1 of 9

National Dashboard Adaptor Service

Overview

Design and develop an adaptor service which extracts data from the state DIGIT installations and pushes it onto the National Dashboard instance periodically.

A list of tasks for this is tracked for the adaptor -

Scope

Adaptor to be deployed on state DIGIT installations
Periodically, the adaptor extracts data and aggregates it from the different DIGIT modules
Posts the data to the National Dashboard for the state
Bookkeeping is done for every adaptor data extract and pushes for audit and debugging
Out of scope: extraction from non-DIGIT sources

A national dashboard adaptor extracts data from the state DSS at a scheduled time which can be configured and then would ingest in the National Dashboard. The adaptor ingests data at the state/ULB/Ward level for each module on a daily basis. The adapter sends the data in a batch size of 50 to the national dashboard.

Deployment of Airflow DAG

Overview

This page provides steps to deploy Airflow DAG.

Deployment of Airflow

The Kubernetes environment is required for the deployment of Airflow.

Step 1: Clone the git repo for airflow, and update the values.yaml as per the requirement.

Step 2: Update the git repository URL and subpath for the directory in values.yaml

Example: the following params are updated as given below:

repo: "GitHub - pmidc-digit/utilities ”
repoSubPath: "egov-national-dashboard-accelerator/dag
branch: "develop

Step 3: Change the directory to airflow and update the helm. Update the helm repo locally and add the airflow repo to Helm using the command below:

helm repo add apache-airflow https://airflow.apache.org

The above command pulls the airflow repo and it is added to the local helm repository.

Step 4: Installing Apache airflow after updating the helm repositories

helm install airflow apache-airflow/airflow --namespace egov

The above command will take the updated repo details.

Step 5: Upgrade the changes made to values.yaml using the command below.

helm upgrade --install airflow apache-airflow/airflow -n airflow -f values.yaml

The above command updates the git repo, subpath and branch while deployment.

Step 6: Deployment is done pods service will start running with updated values.yaml

Latest files for the deployment: Attached below is the final "values.yaml" file.

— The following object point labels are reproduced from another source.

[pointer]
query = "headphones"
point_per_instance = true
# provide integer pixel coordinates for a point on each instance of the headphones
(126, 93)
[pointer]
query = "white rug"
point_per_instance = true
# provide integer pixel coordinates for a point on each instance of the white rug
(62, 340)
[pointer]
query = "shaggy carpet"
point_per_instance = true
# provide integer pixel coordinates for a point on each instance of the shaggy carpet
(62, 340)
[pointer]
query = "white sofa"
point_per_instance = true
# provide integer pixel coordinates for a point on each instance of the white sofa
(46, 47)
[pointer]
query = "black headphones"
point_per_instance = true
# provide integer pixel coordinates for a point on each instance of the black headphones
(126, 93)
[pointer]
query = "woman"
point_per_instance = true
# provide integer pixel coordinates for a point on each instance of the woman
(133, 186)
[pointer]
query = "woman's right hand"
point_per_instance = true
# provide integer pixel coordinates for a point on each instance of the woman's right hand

It syncs both the plugins and dags from the repo. Airflow Deployment

Trigger Airflow DAG

Steps to trigger airflow DAG

Overview

In Airflow, a DAG –Directed Acyclic Graph – is a collection of the tasks you want to run, organized in a way that reflects their relationships and dependencies.

A DAG is defined in a Python script, which represents the DAGs structure (tasks and their dependencies) as code.

Run DAG Airflow

Manual Trigger

1.Log onto the Punjab Prod server using the credentials:

URL: Sign In - Airflow

username: admin

password: admin

2. Trigger the DAG by clicking on the “Trigger DAG with Config” option.

3. Enter a date and click on the Trigger button

Format {“date”: “dd-MM-yyyy”}

4. Click on the Log option and expand the DAG to view the logs. Choose a stage for any module.

Logs can also be viewed in the Elastic search index adaptor_logs

GET adaptor_logs/_search - the timestamp is provided based on the day for which the logs are being searched.

Scheduled DAG

This DAG triggers every day at midnight for the previous day.

Bulk Insert For A Date Range

Execute the script to run the DAG for a date range for the staging NDB

sh iterate_over_date.sh <start-date> <end-date> ex: sh iterate_over_date.sh 01-03-2022 05-03-2022

date needs to be in the format of dd-mm-YYYY
range exclusive of the last date, [start-date, end-date). For instance: in the above example, the script will trigger DAG on 1st, 2nd, 3rd and 4th March. It will not be triggered on 5th March.

utilities/Bulk_insert.sh at develop · pmidc-digit/utilities

Configure Airflow

Configure Airflow Variables

Key

Value

Remark

Configure Connections

Insert & Delete Data - Steps

Steps to delete the records:

Refer to the sample below to delete the data for the month of July module-wise in the Postgres database:

delete from nss_ingest_data where dataKey like '%-07-2022:FIRE%';

delete from nss_ingest_data where dataKey like '%-07-2022:TL%';

delete from nss_ingest_data where dataKey like '%-07-2022:WS%';

delete from nss_ingest_data where dataKey like '%-07-2022:PGR%';

delete from nss_ingest_data where dataKey like '%-07-2022:PT%';

delete from nss_ingest_data where dataKey like '%-07-2022:MCOLLECT%';

Steps to delete the records from ES:

Adjust the module and the date range accordingly.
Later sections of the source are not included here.